Figure 4. Plots show the mathematical fitting of the 60% release kinetics of curcumin from (a) GNP, (b) GN‐GNP1, (c) GN‐GNP2, and (d) GN‐GNP3 according to the Korsmeyer–Peppas model (Equation (2)).(a)(b)(c)(d)
3.5. Cellular Uptake of Curcumin‐Loaded GN‐GNP and the Associated Mechanism
The uptake of the drug‐loaded nanocarriers into target cells is also an important criterion to judge their utility as a drug delivery system [13–18]. Accordingly, the cellular uptake of curcumin‐loaded GNP, GN‐GNP1, GN‐GNP2, and GN‐GNP3 was investigated in the human lung cancer (A549) cells using a previously optimized methodology from our group [17, 18]. For these studies, cells were treated at a fixed curcumin equivalent concentration of 25 μM through various GNP for 6 h. For comparison, curcumin (25 μM) through DMSO (0.15%) was also included in the study. The quantification of intracellular curcumin indicated that cellular uptake of curcumin through various carriers followed the order of DMSO∼GNP∼GN‐GNP1 < GN‐GNP2 < GN‐GNP3. This confirmed the ability of GN‐GNP to increase the intracellular uptake of curcumin with an increasing degree of crosslinking (Figure 5). Notably, GN‐GNP3 with the highest degree of crosslinking exhibited almost ∼1.58‐fold (p < 0.05) and ∼1.85‐fold (p < 0.05) higher delivery of curcumin as compared to GNP (without crosslinking) and DMSO (organic solvent).
The plot shows the intracellular level of curcumin in cells following treatment with 25 μm curcumin equivalent through different vehicles (DMSO, GNP, GN‐GNP1, GN‐GNP2, and GN‐GNP3). The results are presented as mean ± SD (n = 3). ∗ p < 0.05 as compared to control; $ p < 0.05 as compared to DMSO‐CUR; # p < 0.05 as compared to GNP‐CUR and @ p < 0.05 as compared to GN‐GNP1‐CUR. CUR—curcumin. The final concentration of DMSO in the cell culture medium was 0.15%.

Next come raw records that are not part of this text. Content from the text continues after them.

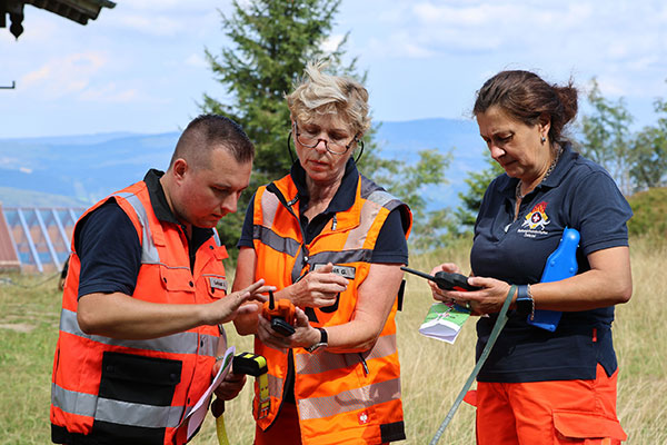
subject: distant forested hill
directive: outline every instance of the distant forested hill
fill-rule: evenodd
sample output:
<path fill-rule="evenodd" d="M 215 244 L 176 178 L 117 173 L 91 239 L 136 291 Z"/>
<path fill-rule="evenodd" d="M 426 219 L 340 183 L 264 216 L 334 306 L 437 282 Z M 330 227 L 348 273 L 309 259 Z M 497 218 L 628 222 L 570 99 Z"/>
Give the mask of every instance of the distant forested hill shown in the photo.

Further to validate the above observations, cells treated with DMSO‐CUR and GN‐GNP3‐CUR were imaged using a fluorescence microscope and quantified for MFI (n = 25 cells per field) (Figure 6 and S3). The representative images and MFI of cells treated with DMSO‐CUR and GN‐GNP3‐CUR showed significantly higher fluorescence emission as compared to the control and blank GN‐GNP3 groups. As expected, the group treated with GN‐GNP3‐CUR showed significantly higher fluorescence than the DMSO‐CUR group, thus confirming the ability of GN‐GNP3 to increase the intracellular uptake of curcumin. Earlier studies have indicated that soft nanoformulations are internalized within the cells through endocytosis pathways [33–35]. The endocytosis of solid particles is primarily mediated through clathrin and caveolin‐mediated pathways [33–36]. Dynasore, filipin, and chlorpromazine are the well‐known inhibitors of endocytosis pathways [37]. Dynasore is a potent inhibitor of dynamin, a GTPase protein that plays an important role during both clathrin‐ and caveolae‐mediated endocytosis [37, 38]. Filipin mainly blocks caveolae‐mediated endocytosis by disrupting caveolae [37], whereas chlorpromazine mainly blocks clathrin‐mediated endocytosis by disrupting clathrin‐coated pits on the plasma membrane [37].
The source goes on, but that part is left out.